= Intelligent enterprise =

Business performance management approach

Intelligent Enterprise is an organizational management concept that leverages knowledge and technology to improve business performance. As articulated in James Brian Quinn's book Intelligent Enterprise, the concept argues that intellect is the core resource in producing and delivering services. It goes on to say that managers are expected to provide a rewarding work environment through lower friction and energetic conduct, and that auxiliary functions should be outsourced to vendors, so that firms may focus on their core components and functions.

== Discussion ==
Ming Yingzhao and Feng Dexiong stated that "the degree to which the Intelligent Enterprise can be successful depends on the competencies of the people and its operational capabilities", such as structure, policies, and systems.
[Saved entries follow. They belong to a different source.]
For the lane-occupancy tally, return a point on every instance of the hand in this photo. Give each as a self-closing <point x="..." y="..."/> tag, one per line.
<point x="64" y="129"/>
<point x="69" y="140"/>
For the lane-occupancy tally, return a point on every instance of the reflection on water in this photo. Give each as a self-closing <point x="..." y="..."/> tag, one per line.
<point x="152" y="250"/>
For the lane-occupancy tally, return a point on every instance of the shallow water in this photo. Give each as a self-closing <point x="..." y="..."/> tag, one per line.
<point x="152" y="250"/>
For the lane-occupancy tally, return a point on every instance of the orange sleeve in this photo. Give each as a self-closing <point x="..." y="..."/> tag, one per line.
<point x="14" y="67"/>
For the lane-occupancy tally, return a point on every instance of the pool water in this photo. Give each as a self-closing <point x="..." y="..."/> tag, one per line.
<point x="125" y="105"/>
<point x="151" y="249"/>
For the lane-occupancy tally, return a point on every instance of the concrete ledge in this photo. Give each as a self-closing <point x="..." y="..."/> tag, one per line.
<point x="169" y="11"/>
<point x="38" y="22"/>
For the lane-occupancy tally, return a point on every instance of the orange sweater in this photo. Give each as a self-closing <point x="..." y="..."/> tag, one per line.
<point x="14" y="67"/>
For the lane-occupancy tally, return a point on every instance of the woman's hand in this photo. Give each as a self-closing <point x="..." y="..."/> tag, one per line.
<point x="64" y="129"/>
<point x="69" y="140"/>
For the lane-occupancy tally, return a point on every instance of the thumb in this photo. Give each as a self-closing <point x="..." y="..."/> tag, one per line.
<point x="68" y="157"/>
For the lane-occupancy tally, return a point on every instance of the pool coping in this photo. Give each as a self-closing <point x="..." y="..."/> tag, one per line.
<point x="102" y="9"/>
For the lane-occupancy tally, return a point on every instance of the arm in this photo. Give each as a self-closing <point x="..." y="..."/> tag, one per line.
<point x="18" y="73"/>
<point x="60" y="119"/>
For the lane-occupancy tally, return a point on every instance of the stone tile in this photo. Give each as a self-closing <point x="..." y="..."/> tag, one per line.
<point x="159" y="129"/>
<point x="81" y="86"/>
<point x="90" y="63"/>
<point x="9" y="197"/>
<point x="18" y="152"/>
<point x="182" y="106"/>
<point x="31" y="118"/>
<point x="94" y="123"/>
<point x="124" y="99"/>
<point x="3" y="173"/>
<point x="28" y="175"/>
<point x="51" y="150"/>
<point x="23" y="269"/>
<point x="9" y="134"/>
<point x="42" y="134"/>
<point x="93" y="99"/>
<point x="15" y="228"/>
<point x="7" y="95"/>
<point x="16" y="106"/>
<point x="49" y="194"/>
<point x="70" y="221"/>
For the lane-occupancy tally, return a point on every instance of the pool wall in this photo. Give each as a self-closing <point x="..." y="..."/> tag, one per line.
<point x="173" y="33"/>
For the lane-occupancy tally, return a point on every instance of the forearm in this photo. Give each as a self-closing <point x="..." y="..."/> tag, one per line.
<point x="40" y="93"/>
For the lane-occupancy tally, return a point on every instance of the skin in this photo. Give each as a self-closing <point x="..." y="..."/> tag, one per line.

Asif Gill discussed the contemporary information-driven approach that uses data, analytics, and artificial intelligence/machine learning for "architecting intelligent enterprises".

==Examples==
===Honda===
During its early years, Honda competed with many other Japanese car producers, such as Toyota. Their decision to outsource many of their components to achieve economies of scale and focus more on their manufacturing operations' development and production helped them gain a competitive advantage.

===Apple===
When Apple retailed certain products in the highly competitive computer environment, their production costs were less than 25%, as more than 70% of their components were outsourced. Apple focused on design, logistics, software, and product assembly.

==Advantages==
Jatinder Gupta, a professor at The University of Alabama in Huntsville and coauthor of a book on the topic, claims that the increased availability of information leads to better decision-making, which can be beneficial from a macroeconomic perspective. Gupta classifies the advantages of Intelligent Enterprises into three distinct levels: Operations, Tactics, and Strategies.
- Operations: In an operative view, intelligent enterprises set the platform which automates processes and allows the access to all data information which may have been physically and logically dispersed at one time.
- Tactical: An Intelligent Enterprise may make better and faster decisions as information is more easily accessible.
- Strategies: The reduction of operating times promotes the reduction of operating costs thus leading to better customer services. In addition, advanced business decision-making follows from better tactical strategies.

==Limitations==
Gill Palmer, a doctoral candidate, identified a blind spot among many corporations and businesses: the lack of harmonious integration between internal operations and external interactions.